Clockwise: You mentioned an AI winter. I've seen predictions that we're heading for an AI winter, and I've heard predictions that we're experiencing an AI spring. For example, GPT-3 from OpenAI. Where do you land on that?

Tom: I think it's incredibly, incredibly hard to predict. I'm not really sure how long those periods have lasted in the past. You know, the Alexa came out, it feels like many years ago now, but it doesn't really feel like, like voice has really taken off. I continue to see predictions about the number of like Google searches through voice beating that of texts. Maybe I'm just misunderstanding it but I fail to see that really coming to fruition. Most people use their Alexas for the time and music, and not much else. Even with Amazon being the largest e-commerce merchant in the world, I still know very few people that have even tried to place an order through Alexa.

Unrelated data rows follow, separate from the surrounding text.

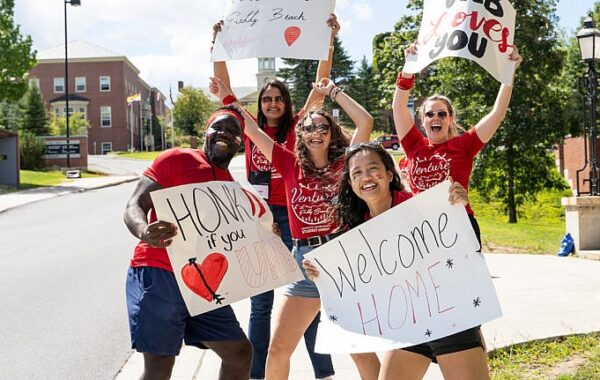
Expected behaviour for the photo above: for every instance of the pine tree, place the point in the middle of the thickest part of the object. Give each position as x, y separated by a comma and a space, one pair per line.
516, 164
32, 113
16, 56
299, 74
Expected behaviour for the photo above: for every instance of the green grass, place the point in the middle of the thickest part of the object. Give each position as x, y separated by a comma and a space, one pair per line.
540, 227
138, 155
575, 357
31, 179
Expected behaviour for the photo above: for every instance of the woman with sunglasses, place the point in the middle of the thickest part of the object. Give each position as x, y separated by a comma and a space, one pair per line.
368, 187
442, 153
276, 118
310, 174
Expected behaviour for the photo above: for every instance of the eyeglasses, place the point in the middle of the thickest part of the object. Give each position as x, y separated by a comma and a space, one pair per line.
271, 99
440, 114
320, 128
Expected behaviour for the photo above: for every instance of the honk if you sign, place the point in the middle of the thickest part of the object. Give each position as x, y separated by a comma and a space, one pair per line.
408, 276
274, 28
225, 249
480, 30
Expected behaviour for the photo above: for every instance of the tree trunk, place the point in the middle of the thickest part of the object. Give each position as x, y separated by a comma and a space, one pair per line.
512, 207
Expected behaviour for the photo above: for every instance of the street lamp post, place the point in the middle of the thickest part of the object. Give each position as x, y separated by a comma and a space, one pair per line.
589, 43
73, 3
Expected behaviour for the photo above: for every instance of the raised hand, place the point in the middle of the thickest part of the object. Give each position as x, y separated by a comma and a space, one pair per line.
333, 24
218, 88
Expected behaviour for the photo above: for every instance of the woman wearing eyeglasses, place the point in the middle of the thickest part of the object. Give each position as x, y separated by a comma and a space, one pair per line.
442, 153
277, 119
310, 173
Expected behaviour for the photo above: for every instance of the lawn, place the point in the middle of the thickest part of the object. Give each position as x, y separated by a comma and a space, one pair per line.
576, 357
540, 227
31, 179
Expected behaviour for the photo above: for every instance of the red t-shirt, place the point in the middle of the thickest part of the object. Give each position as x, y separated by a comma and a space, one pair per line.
397, 198
310, 198
429, 165
171, 168
256, 161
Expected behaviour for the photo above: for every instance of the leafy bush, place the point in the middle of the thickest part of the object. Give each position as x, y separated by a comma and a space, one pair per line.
31, 150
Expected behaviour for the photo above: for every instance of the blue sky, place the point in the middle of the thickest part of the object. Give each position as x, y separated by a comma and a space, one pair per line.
168, 40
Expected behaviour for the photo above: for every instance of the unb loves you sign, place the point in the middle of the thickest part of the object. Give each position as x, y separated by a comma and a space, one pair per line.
274, 28
225, 249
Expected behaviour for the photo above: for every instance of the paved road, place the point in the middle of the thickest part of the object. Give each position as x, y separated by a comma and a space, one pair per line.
62, 270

I feel like maybe we've come to a point where we've gotten as far as we can with the current sort of wave of technology, and at the moment we're sort of optimizing. Maybe through deep learning or whatever content processing algorithm they've used this time around. Maybe that's the next application is an AI that can generate code so we can build software more quickly, because we don't have enough developers in the world. As the need for software increases, that could be a great way of increasing capacity.

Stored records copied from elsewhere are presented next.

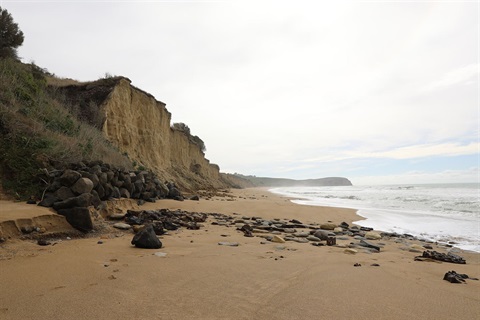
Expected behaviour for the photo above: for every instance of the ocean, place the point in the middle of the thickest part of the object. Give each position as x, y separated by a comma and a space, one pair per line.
446, 213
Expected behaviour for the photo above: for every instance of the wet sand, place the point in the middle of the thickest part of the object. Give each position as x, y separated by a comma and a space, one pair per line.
199, 279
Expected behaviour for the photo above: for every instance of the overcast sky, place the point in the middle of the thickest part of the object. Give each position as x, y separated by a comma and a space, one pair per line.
376, 91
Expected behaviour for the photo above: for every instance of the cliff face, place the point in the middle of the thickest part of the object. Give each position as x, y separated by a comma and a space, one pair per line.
139, 125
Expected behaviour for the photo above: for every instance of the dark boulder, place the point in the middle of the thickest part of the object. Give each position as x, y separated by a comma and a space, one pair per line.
69, 177
327, 236
449, 257
83, 200
146, 239
83, 185
453, 277
48, 200
78, 217
64, 193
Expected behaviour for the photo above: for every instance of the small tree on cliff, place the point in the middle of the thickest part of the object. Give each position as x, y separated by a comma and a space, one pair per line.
11, 37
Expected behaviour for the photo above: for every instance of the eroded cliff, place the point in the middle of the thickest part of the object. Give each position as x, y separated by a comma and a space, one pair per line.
139, 125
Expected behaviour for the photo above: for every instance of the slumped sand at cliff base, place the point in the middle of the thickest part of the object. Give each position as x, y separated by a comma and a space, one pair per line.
192, 277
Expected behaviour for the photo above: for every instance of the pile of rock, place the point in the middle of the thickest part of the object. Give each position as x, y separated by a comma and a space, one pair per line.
71, 191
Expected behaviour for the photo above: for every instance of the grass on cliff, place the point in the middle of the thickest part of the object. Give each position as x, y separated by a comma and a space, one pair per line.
40, 128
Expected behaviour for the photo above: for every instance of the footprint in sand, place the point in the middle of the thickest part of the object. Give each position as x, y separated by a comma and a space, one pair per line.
59, 287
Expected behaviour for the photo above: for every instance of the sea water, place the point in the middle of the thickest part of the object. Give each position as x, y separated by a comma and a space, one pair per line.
446, 213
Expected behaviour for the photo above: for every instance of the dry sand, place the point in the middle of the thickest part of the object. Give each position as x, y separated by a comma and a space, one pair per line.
199, 279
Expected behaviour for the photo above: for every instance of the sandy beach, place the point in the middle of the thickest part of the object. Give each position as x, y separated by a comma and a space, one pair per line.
199, 279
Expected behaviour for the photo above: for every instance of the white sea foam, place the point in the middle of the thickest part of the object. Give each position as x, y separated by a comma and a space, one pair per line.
441, 212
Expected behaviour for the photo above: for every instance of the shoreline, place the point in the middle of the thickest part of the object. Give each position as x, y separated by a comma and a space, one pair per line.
199, 279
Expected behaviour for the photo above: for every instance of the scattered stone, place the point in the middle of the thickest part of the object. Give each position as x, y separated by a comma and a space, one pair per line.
40, 229
117, 216
317, 244
278, 239
372, 235
338, 230
367, 244
82, 185
147, 239
328, 226
228, 244
27, 229
122, 226
301, 234
344, 225
160, 254
449, 257
78, 217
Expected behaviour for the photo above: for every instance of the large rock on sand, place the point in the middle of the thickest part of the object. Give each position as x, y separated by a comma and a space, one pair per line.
78, 217
147, 239
83, 185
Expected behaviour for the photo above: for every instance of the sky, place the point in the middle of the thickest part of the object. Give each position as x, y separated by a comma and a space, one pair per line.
380, 92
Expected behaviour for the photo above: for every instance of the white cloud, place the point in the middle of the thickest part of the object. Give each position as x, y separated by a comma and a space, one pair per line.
460, 76
471, 175
276, 85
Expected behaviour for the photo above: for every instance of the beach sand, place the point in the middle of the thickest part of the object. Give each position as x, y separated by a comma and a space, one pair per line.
199, 279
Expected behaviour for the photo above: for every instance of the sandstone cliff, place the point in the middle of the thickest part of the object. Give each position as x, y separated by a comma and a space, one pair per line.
140, 126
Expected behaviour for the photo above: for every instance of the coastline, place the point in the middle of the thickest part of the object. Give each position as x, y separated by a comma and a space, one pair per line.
199, 279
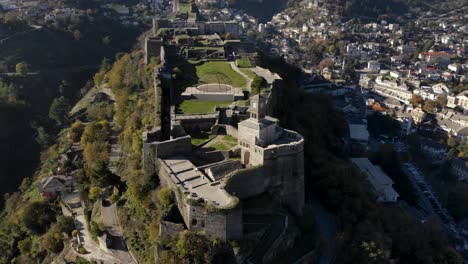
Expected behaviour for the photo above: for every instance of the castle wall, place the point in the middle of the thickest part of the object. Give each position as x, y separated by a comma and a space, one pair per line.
285, 165
152, 48
170, 229
223, 224
198, 123
230, 130
248, 182
154, 150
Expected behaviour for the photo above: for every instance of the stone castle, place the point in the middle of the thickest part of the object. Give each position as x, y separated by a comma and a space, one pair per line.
209, 197
213, 190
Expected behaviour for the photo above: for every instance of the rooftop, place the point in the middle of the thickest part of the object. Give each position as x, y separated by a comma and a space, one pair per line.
195, 184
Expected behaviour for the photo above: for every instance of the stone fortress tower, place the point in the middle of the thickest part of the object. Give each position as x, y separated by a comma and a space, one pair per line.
278, 151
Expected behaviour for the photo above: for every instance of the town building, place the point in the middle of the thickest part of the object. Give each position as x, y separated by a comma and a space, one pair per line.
380, 183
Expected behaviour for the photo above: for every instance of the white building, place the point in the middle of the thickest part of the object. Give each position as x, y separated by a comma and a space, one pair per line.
373, 65
380, 183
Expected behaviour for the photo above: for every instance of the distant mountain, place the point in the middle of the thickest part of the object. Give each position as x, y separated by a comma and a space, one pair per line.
393, 8
263, 10
59, 63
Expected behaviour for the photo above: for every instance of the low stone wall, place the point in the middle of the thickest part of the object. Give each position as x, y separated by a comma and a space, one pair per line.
170, 229
198, 123
221, 129
248, 182
154, 150
223, 224
218, 171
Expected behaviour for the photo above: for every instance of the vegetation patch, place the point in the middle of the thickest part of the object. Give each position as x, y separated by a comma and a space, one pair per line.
201, 138
219, 72
244, 63
201, 107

Interested in learning more?

We so appreciate the awesome video and Tom being willing to take some time to offer his thoughts as a leader in the machine learning and e-commerce spaces. To follow Tom and his insights on machine learning, check out his LinkedIn and Twitter.

Cathy Reisenwitz

Cathy Reisenwitz

Cathy Reisenwitz is Head of Content at Clockwise where she oversees the Clockwise Blog and The Minutes Newsletter. She has covered business software for six years and has been published in Newsweek, Forbes, the Daily Beast, VICE Motherboard, Reason magazine, Talking Points Memo and other publications.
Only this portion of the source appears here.